Should tables be populated based upon a known/expected pattern of retrieval?
Login
I'm trying to compare two sources of data that are supposed to each contain at least one column of identical data (the same original source from which each claims to have been constructed) and be very close otherwise. 

I unpacked the ugly data blocks from each source into two separate tables, in which there are about 500,000 rows of 10 columns, where no column is over 50 bytes.

If everything were perfect, there'd be an equal number of rows and one identical column, such that the two tables could be joined on that column to add the other columns from table 2 into table 1.

Since that isn't the case and I cannot make it so without adding my "opinion" to one or both of the data sources, I have a question of whether the two tables should remain separate or combined vertically since the layouts are identical.

I read here before that, if the table structures are the same, there's no good reason to have two tables instead of one with an added identifier.

If that is true, I've another question.  Even though the tables don't match exactly in a one-to-one correspondence, each has the exact same number of divisions in it, where a division is generally between 2 and 50 rows of data.  Since almost every case of examining this data will be to compare the same division from each table, should the two tables be combined in that manner?

If table 2 is simply appended to table 1, when two divisions are compared, n number of rows will be retrieved from the top of the table and then n or close to n rows will be retrieved about 500,000 rows lower down in the table.

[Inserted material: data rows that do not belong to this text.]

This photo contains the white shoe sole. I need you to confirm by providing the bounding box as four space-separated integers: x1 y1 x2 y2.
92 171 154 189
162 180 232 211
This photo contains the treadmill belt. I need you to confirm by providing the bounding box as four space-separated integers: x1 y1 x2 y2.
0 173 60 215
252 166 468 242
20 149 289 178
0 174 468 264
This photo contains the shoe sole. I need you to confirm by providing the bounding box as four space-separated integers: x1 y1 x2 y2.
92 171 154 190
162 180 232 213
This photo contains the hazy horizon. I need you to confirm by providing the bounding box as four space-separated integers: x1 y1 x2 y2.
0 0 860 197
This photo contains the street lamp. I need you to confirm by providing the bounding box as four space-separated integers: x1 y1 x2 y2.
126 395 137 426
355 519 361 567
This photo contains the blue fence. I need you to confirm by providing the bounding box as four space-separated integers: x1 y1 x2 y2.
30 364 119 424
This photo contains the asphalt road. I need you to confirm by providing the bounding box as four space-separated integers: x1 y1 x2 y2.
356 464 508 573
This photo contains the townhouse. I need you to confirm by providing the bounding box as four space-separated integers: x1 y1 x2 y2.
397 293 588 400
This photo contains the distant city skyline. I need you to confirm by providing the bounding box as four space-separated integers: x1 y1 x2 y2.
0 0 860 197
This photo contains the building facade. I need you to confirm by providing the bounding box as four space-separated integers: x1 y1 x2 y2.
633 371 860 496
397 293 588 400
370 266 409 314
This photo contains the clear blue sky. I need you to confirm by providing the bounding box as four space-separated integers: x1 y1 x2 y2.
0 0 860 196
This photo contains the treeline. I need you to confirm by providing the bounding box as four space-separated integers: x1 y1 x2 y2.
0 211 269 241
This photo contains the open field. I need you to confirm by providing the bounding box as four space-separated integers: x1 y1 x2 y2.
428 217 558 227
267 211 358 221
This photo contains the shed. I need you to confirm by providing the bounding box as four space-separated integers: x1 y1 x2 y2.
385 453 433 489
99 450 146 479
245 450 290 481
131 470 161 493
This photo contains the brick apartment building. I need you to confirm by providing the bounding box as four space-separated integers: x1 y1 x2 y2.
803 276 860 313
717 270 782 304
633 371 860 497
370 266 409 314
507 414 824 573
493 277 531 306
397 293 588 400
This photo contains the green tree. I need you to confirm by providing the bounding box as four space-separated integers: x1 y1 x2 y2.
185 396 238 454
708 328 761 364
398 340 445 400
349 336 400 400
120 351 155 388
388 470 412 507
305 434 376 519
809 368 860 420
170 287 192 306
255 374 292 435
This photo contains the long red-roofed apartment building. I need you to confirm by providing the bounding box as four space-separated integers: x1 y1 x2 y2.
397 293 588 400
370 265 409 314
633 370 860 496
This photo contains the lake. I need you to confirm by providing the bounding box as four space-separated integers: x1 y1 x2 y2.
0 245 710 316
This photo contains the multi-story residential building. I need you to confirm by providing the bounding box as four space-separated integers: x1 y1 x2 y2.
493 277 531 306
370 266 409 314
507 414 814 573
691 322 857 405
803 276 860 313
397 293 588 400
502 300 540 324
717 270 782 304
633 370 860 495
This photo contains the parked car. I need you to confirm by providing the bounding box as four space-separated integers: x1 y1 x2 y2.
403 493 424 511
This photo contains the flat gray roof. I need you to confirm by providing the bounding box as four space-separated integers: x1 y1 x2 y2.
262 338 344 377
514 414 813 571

I'm writing way beyond my depth of understanding here but should the final combined table be built ordered by table 1 block 1, table 2 block 1, table 1 block 2, table 2 block 2, ..., such that both blocks may more likely be on the same page making the retrieval query more efficient?

Also, if this data is to be made accessible through a GUI that permits the user to edit the data, which is done by adding a new row to the table with an incremented version number, such that the original is always preserved, does that remove any efficiency gained by ordering the table by division?

Thank you for considering my very novice question.